虎猫からの手紙【68】少子化は豊かさのせいなのか──『子どもを産んで、いいことってある?』と聞かれた日
虎猫より
少子化の本当の原因は「豊かさ」にあると、先日ある知識人の討論番組で話していました。
いま、世界の豊かな先進国すべてが少子化問題を抱えています。
これから豊かになっていく国々は、必ず少子化問題に直面する。
豊かになるにつれ、女性の社会進出が進み、多くの女性は子どもよりも自らの人生進路を選ぶため、少子化は避けられない。
いま人類にとって、最も深刻な問題の一つだそうです。
そして、その行く先は自然絶滅だと言っていました。それはそうだよね、減っていくのだから。

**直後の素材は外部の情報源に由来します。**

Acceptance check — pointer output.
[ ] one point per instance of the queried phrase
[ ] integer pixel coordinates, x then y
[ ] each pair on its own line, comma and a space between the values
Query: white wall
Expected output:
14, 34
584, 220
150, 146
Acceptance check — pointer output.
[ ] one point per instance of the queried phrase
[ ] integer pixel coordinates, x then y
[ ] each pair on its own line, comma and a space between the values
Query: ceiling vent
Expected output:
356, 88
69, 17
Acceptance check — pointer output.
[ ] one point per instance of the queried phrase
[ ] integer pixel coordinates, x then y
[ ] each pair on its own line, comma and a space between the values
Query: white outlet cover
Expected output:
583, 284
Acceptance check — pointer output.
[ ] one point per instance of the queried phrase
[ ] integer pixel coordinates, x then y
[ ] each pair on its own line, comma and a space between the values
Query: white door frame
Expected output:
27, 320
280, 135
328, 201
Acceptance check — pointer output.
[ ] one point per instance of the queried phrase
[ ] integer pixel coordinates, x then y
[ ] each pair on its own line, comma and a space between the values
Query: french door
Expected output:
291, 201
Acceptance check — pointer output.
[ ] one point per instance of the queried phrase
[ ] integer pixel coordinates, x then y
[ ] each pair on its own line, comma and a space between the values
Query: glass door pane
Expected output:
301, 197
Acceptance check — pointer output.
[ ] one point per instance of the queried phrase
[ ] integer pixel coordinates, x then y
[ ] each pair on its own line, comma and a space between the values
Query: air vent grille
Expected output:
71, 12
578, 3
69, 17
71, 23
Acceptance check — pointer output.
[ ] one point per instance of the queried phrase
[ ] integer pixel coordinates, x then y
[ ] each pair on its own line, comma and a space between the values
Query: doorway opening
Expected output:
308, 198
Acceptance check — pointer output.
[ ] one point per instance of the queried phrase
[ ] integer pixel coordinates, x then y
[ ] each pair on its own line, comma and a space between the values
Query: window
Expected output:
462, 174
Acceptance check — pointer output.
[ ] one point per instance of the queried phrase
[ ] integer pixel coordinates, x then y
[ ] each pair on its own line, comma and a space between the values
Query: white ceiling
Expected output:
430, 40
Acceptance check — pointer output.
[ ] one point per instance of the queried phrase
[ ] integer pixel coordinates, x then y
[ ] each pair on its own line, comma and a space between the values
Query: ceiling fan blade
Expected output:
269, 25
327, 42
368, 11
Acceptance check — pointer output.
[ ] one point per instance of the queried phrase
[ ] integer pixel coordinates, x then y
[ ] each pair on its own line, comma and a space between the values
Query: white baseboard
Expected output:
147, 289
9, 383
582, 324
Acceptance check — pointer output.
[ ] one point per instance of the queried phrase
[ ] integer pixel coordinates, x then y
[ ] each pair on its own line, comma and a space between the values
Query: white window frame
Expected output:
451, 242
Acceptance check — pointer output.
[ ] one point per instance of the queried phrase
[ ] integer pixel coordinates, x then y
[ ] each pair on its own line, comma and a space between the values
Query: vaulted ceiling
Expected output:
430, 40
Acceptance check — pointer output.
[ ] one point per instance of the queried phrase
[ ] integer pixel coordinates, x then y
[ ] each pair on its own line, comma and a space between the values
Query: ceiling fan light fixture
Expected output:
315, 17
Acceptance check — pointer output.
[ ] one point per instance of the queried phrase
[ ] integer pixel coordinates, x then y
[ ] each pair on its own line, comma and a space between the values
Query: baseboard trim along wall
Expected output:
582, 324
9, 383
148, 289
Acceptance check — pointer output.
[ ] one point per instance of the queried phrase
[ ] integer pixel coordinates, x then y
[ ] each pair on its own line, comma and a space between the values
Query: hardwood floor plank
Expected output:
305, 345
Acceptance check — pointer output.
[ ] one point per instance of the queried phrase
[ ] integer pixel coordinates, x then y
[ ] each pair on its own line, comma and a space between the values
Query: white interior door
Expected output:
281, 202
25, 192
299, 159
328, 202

人類は存続よりも豊かさを選ぶ、おかしな生物だとも言っていました。
皮肉だよね。
人間が追求した豊かさが、自らの種を絶やしてしまうことになるなんて……
ある実験で、ネズミを人間に見立てて、豊かな食べ物を与え続けました。
その結果、一時的に数はたくさん増えましたが、やがてネズミ社会の中に、変な行動を取るネズミが、たくさん現れるようになりました。

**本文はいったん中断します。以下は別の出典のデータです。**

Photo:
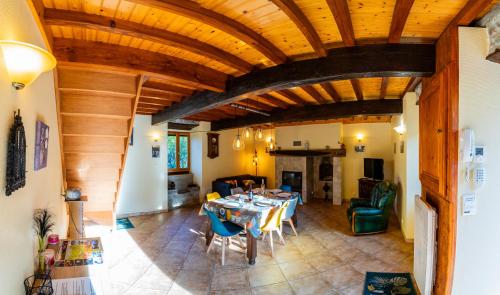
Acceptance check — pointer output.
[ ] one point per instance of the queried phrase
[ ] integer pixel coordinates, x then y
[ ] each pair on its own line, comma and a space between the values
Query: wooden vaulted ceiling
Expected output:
183, 47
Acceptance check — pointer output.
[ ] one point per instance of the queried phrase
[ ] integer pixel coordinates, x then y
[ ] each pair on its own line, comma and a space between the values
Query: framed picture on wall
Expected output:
41, 145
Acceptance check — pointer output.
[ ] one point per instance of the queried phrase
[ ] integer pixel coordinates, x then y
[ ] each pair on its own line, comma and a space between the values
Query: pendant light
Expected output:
259, 134
238, 142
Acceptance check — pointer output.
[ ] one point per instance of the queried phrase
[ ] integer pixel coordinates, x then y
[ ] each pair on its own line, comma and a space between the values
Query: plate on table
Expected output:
284, 195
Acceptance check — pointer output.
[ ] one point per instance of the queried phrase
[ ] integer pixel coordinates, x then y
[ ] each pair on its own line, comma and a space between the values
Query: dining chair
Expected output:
213, 196
225, 230
286, 188
237, 190
288, 213
273, 224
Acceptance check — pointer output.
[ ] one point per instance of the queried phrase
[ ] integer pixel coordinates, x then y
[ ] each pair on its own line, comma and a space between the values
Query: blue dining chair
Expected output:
225, 230
290, 210
286, 188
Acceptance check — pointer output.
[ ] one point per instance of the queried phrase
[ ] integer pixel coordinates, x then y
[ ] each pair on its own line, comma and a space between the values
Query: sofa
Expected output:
368, 216
224, 185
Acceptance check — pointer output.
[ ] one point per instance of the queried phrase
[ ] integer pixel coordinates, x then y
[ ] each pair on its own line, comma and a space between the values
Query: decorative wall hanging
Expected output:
16, 156
41, 145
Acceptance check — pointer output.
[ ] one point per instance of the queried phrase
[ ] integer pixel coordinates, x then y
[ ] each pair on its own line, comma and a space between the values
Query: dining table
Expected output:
250, 213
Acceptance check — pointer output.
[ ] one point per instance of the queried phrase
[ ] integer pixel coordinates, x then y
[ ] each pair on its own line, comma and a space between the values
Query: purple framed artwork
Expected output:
41, 145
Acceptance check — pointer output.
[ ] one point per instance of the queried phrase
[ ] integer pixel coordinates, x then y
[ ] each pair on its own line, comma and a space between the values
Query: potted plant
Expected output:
43, 225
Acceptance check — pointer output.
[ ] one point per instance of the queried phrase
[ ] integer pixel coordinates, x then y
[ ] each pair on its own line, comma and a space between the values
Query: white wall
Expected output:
144, 187
477, 266
377, 137
43, 187
318, 135
406, 164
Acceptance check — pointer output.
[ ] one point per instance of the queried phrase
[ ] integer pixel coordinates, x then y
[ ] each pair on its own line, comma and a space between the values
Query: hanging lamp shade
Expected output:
25, 62
238, 143
259, 135
247, 133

他のネズミを攻撃したり、集団でいじめをするような行動を取ったり、メスは子どもを産まなくなったりした。
結局、そのネズミ社会は絶滅してしまったのです。
人間もこのままだと、最後はこのネズミ社会と同じ道を辿ってしまう、と話していました。
アフリカでは、貧困が原因で子孫を残すため、たくさんの子どもを産まざるを得ないのに対して、豊かで安全に出産ができる環境にあっても、逆に自ら産まなくなる……
人間は、どこまでも矛盾した生き物だね。
結局、この社会が求める物質的な豊かさが、自分たちを追い込んでしまうのですよね。
少子化は、その一例に過ぎないけど、本当の豊かさを見分けて、選択しなければならない時がきたのだと思います。
白猫より
虎猫が語っていることは、確かに腑に落ちる部分もあります。
それでも、私はどうしても引っかかりを感じてしまいました。
少子化の原因に「豊かさ」が関係しているのは分かりますが、それだけで説明できるほど単純な問題ではない気がするのです。

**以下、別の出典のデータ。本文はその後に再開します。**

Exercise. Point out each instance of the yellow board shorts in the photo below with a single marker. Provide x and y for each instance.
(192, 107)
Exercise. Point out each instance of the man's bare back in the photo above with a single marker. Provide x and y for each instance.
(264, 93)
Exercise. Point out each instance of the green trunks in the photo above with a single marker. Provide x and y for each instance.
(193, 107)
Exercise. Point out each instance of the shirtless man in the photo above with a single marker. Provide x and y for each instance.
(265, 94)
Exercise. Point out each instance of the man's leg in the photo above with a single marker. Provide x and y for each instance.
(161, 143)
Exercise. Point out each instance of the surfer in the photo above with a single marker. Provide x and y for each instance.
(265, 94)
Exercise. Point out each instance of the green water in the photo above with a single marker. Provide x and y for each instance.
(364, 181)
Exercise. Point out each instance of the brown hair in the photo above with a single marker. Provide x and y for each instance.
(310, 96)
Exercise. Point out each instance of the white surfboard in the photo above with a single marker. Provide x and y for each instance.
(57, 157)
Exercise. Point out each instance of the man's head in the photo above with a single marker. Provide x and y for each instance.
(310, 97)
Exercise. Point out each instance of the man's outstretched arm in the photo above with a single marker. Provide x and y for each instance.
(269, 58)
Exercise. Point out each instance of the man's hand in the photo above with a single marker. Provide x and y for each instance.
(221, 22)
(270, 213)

女性はただ、物質的な豊かさを守るために産まない選択をしているのでしょうか。
社会進出をしていても、子どもを産みたいと願う人はたくさんいます。
それでも踏み出せないのは、今の日本社会で産み育てることに「人生が壊れてしまうかもしれない」という切実な恐怖があるからではないでしょうか。
11歳の娘が、私にこんなことを言いました。
「子どもを産んで、いいことってある? 大変だし、お金はかかるし、得なことないよね?」
私は、返事に詰まってしまいました。
娘の目には、育児で手一杯になり、苦労している私の姿ばかりが映っていたのかもしれないと思うと、心苦しくなりました。
かつては結婚や出産が「当たり前の幸福モデル」でしたが、今は一人でも生きられる、女性も自己実現ができる時代です。
「子どもを持たない人生」がまっとうな選択肢として存在すること自体は、決して悪いことではありません。
ただ、「産みたい」という気持ちがありながら、諦めざるを得ない人たちが確実にいます。
しかし現実は、産んだ後の世界があまりにも厳しく、支えが見えず、母親への負担が重すぎる。
経済的不安と孤立が、背中を押すどころか足を止めてしまう。
これは「豊かだから産まない」のではなく、
「未来への安心がなさすぎて産めない」状況ではないでしょうか。
子育てを個人の責任に押し付けるのではなく、社会全体のプロジェクトとして支えること。
親が限界を迎えたときには、まず親を救ってくれる支援があること。
産みたい人が、その願いを諦めなくていい社会であってほしい。
いま問われているのは、私たちが追求してきた「豊かさ」の、その中身(質)なのだと思います。